Images may also appear elongated, or smeared. This can be due to how a a radar's signal reflects back to the satellite (backscatter) while it passes overhead. See image.

 

Latency

The average latency (delay from time of imaging) for Satellite Radar from Sentinel-1 is 3-6 hours. 

This range includes the time for the satellite to capture the image, send the image to earth, and then for Skylight to process the data.
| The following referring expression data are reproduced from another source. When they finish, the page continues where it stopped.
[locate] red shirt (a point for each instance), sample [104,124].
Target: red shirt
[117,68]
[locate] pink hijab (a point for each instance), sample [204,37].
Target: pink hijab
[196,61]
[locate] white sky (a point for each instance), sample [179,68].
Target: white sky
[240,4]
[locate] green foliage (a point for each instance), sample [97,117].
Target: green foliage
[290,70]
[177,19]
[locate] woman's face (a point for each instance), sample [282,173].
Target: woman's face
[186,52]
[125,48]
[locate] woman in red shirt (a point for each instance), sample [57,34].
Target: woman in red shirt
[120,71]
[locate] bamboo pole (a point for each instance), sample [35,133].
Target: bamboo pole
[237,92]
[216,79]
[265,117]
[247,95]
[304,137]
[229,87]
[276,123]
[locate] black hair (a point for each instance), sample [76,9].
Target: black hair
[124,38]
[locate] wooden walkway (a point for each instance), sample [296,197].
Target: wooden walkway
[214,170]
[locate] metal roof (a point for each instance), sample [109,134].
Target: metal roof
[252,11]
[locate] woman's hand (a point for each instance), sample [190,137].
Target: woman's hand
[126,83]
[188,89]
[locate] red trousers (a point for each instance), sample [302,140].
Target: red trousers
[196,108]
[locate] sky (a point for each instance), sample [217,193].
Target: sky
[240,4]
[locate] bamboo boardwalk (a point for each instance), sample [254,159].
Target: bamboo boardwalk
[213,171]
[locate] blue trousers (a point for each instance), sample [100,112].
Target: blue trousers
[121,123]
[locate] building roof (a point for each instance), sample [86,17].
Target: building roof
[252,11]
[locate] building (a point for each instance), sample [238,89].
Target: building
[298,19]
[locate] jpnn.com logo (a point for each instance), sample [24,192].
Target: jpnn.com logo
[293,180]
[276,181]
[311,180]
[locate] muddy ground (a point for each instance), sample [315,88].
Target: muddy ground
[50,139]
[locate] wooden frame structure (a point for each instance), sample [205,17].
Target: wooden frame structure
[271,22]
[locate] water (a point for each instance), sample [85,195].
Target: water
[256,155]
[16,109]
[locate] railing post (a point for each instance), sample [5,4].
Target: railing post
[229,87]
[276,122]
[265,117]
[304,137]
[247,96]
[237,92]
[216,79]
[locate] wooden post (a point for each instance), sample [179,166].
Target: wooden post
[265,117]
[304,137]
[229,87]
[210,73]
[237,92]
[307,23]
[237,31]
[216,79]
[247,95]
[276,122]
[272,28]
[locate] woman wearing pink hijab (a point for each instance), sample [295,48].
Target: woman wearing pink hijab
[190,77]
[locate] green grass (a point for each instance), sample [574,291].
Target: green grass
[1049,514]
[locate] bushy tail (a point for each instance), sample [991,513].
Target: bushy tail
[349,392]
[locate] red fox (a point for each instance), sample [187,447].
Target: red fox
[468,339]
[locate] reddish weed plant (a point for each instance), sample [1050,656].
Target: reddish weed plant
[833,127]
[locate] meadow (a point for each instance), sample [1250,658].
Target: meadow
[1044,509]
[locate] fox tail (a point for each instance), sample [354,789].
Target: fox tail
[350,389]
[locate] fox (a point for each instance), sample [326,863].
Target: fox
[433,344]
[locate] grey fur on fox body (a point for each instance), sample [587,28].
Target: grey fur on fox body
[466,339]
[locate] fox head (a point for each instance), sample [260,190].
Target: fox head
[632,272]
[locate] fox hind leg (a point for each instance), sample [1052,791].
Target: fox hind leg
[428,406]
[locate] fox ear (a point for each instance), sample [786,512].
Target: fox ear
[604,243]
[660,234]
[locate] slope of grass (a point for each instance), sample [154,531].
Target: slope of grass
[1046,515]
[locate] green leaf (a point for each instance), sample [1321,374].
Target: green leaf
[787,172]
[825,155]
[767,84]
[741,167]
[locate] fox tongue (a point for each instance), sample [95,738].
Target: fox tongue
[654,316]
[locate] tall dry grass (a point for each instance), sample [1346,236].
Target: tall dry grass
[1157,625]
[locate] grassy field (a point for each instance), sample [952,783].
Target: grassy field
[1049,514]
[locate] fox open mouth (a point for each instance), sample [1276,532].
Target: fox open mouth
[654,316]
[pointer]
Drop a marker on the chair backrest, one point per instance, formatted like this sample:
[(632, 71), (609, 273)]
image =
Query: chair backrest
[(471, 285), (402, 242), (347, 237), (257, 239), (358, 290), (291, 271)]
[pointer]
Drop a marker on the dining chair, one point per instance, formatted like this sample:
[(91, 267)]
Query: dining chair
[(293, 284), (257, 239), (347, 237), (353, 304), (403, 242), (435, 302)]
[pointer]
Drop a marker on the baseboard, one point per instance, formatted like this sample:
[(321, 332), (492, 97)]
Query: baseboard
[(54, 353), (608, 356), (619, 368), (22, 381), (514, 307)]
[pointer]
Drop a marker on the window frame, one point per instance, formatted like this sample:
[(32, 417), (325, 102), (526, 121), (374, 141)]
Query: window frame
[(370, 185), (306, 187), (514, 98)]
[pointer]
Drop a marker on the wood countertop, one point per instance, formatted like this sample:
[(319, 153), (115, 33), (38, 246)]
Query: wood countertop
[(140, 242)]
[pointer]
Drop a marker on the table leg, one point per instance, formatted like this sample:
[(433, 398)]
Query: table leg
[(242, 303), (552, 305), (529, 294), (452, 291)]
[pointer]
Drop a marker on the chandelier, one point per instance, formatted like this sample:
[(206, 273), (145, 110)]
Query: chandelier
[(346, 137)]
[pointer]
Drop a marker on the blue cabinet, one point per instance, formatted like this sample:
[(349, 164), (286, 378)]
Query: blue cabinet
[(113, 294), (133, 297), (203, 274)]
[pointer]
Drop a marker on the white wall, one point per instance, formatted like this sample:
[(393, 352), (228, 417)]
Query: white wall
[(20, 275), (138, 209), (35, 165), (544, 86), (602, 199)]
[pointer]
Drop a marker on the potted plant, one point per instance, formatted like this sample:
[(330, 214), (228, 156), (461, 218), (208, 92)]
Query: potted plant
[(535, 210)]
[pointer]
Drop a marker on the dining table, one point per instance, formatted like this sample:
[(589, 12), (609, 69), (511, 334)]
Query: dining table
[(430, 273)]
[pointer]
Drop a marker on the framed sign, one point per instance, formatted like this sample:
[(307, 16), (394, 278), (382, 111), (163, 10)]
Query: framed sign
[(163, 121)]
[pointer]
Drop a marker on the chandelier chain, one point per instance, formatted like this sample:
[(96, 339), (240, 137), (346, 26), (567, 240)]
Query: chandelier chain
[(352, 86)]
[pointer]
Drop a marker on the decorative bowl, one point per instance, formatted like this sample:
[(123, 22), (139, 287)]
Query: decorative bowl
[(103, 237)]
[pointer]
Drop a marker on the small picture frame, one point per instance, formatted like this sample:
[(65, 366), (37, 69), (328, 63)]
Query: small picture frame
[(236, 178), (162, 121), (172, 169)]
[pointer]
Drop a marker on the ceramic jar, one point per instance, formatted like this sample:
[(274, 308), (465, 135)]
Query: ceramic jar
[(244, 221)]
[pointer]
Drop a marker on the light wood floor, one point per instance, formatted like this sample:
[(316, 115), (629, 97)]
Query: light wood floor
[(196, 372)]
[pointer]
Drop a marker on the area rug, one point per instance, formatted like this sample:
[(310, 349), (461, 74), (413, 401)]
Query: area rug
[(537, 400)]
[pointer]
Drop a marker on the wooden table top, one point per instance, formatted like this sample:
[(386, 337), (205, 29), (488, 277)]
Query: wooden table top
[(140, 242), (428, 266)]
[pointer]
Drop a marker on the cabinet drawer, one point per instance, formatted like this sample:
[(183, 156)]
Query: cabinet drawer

The time to send the image from the satellite to earth accounts for a majority of the latency.

The chart below is a 2 week sample. Note that the day-to-day average latency is mostly between 3-6 hours, but sometimes as short as 2 hours and sometimes more than 7 hours.

Average latency of Sentinel-1 over a 2 week period.

Revisit rate 

The Sentinel-1A satellite is able to collect the same image about once every 12 days. The satellite's path crosses in some locations (e.g., part of the Caribbean, Mediterranean) that result in more frequently available data, though these are coming from different swaths/paths.

 

Model information

The Sentinel-1 vessel detection models are continuously evaluated and revised based on feedback and additional training data. 

Model information in this paper.

An offline audit from 2023 showed a precision of 84% for this model.